Gibbs Hamish, Waterlow Naomi R, Cheshire James, Danon Leon, Liu Yang, Grundy Chris, Kucharski Adam J, Eggo Rosalind M
Department of Infectious Disease Epidemiology, London School of Hygiene & Tropical Medicine, London, United Kingdom.
Department of Geography, University College London, London, United Kingdom.
medRxiv. 2022 Aug 12:2021.06.22.21259336. doi: 10.1101/2021.06.22.21259336.
Mobility data have demonstrated major changes in human movement patterns in response to COVID-19 and associated interventions in many countries. This can involve sub-national redistribution, short-term relocations as well as international migration. In this paper, we combine detailed location data from Facebook measuring the location of approximately 6 million daily active Facebook users in 5km tiles in the UK with census-derived population estimates to measure population mobility and redistribution. We provide time-varying population estimates and assess spatial population changes with respect to population density and four key reference dates in 2020 (First lockdown, End of term, Beginning of term, Christmas). We also show how population estimates derived from the distribution of Facebook users vary compared to mid-2020 small area population estimates by the UK national statistics agencies. We estimate that between March 2020 and March 2021, the total population of the UK declined and we identify important spatial variations in this population change, showing that low-density areas have experienced lower population decreases than urban areas. We estimate that, for the top 10% highest population tiles, the population has decreased by 6.6%. Further, we provide evidence that geographic redistributions of population within the UK coincide with dates of non-pharmaceutical interventions including lockdowns and movement restrictions, as well as seasonal patterns of migration around holiday dates. The methods used in this study reveal significant changes in population distribution at high spatial and temporal resolutions that have not previously been quantified by available demographic surveys in the UK. We found early indicators of potential longer-term changes in the population distribution of the UK although it is not clear if these changes may persist after the COVID-19 pandemic.

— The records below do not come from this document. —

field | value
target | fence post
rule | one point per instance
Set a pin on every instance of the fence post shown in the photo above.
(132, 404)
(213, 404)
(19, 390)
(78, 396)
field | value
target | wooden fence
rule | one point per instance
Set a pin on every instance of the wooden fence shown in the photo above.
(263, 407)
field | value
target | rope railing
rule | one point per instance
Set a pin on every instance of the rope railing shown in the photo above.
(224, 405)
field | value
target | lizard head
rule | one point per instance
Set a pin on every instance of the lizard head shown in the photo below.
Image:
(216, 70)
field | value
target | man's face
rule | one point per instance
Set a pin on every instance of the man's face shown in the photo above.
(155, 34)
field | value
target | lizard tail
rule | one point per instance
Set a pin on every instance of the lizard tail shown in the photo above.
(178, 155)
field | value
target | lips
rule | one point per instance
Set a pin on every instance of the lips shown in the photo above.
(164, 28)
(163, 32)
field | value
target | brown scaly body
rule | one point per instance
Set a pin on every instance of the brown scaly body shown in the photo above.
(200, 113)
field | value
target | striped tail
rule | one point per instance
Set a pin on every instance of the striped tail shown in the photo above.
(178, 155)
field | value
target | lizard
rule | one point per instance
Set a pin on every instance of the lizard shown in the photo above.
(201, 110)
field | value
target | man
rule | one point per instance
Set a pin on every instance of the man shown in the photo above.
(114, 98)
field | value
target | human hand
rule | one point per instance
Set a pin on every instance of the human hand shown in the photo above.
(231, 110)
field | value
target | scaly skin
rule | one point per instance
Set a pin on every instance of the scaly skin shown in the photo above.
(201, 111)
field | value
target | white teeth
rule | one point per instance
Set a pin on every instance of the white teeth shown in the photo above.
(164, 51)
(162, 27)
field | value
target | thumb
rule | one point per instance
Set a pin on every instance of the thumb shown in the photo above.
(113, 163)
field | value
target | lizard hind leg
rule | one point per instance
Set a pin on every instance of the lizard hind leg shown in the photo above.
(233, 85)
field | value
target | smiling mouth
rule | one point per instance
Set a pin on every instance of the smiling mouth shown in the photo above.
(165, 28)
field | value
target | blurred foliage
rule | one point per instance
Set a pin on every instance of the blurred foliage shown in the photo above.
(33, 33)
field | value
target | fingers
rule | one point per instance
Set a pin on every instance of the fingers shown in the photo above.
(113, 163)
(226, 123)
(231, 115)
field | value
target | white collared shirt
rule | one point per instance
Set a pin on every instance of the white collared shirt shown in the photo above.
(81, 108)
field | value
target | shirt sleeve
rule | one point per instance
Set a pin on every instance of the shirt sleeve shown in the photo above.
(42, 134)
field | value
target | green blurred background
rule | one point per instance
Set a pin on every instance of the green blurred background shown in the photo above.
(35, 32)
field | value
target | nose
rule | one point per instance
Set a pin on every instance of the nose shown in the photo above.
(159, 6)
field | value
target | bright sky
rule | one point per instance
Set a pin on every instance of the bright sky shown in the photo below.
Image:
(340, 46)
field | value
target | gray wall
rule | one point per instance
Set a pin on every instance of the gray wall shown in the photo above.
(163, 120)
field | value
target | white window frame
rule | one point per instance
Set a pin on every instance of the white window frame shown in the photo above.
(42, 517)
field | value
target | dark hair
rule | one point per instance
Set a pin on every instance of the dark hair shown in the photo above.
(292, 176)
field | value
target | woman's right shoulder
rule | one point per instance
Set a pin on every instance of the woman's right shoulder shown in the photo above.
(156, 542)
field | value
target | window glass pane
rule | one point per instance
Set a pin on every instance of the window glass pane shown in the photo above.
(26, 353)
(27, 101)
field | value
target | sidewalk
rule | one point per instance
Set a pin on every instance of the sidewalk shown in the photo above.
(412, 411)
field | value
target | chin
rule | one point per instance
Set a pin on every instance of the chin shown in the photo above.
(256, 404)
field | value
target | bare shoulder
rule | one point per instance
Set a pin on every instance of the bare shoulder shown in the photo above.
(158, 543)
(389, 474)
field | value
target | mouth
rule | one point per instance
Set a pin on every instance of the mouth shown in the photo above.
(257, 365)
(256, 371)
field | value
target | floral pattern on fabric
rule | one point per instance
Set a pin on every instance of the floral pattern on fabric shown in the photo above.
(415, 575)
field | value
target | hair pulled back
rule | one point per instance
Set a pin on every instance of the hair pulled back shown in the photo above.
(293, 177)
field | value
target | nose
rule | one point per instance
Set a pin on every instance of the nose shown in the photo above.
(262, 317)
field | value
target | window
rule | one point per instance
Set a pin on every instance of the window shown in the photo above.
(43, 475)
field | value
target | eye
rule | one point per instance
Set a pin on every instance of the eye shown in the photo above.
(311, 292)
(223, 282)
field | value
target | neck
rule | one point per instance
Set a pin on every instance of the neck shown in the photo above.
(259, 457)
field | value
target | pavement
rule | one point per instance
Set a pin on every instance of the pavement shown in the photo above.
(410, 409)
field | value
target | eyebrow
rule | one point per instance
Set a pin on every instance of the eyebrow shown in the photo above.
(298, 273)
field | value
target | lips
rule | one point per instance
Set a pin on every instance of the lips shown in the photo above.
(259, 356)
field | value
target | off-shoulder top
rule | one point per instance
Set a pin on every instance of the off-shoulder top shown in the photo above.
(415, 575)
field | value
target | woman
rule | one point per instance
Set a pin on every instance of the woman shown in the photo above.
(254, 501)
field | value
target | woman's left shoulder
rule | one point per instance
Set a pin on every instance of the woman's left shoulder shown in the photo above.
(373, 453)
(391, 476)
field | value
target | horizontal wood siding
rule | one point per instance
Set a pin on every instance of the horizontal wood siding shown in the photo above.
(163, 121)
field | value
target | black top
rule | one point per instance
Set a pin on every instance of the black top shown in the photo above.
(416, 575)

移动性数据表明,在许多国家,人类的移动模式因新冠疫情及相关干预措施而发生了重大变化。这可能涉及国家以下层面的重新分布、短期迁移以及国际移民。在本文中,我们将来自脸书的详细位置数据(测量英国5公里网格内约600万每日活跃脸书用户的位置)与人口普查得出的人口估计数相结合,以衡量人口流动性和重新分布情况。我们提供随时间变化的人口估计数,并根据人口密度和2020年的四个关键参考日期(首次封锁、学期结束、学期开始、圣诞节)评估空间人口变化。我们还展示了从脸书用户分布得出的人口估计数与英国国家统计机构2020年年中小区人口估计数相比有何不同。我们估计,在2020年3月至2021年3月期间,英国总人口有所下降,并且我们确定了这一人口变化中的重要空间差异,表明低密度地区的人口减少幅度低于城市地区。我们估计,对于人口最多的前10%的网格,人口减少了6.6%。此外,我们提供的证据表明,英国境内人口的地理重新分布与包括封锁和行动限制在内的非药物干预措施的日期以及节假日前后的季节性迁移模式相吻合。本研究中使用的方法揭示了在高空间和时间分辨率下人口分布的显著变化,而英国现有的人口统计调查此前并未对这些变化进行量化。我们发现了英国人口分布可能出现长期变化的早期迹象,不过目前尚不清楚这些变化在新冠疫情之后是否会持续。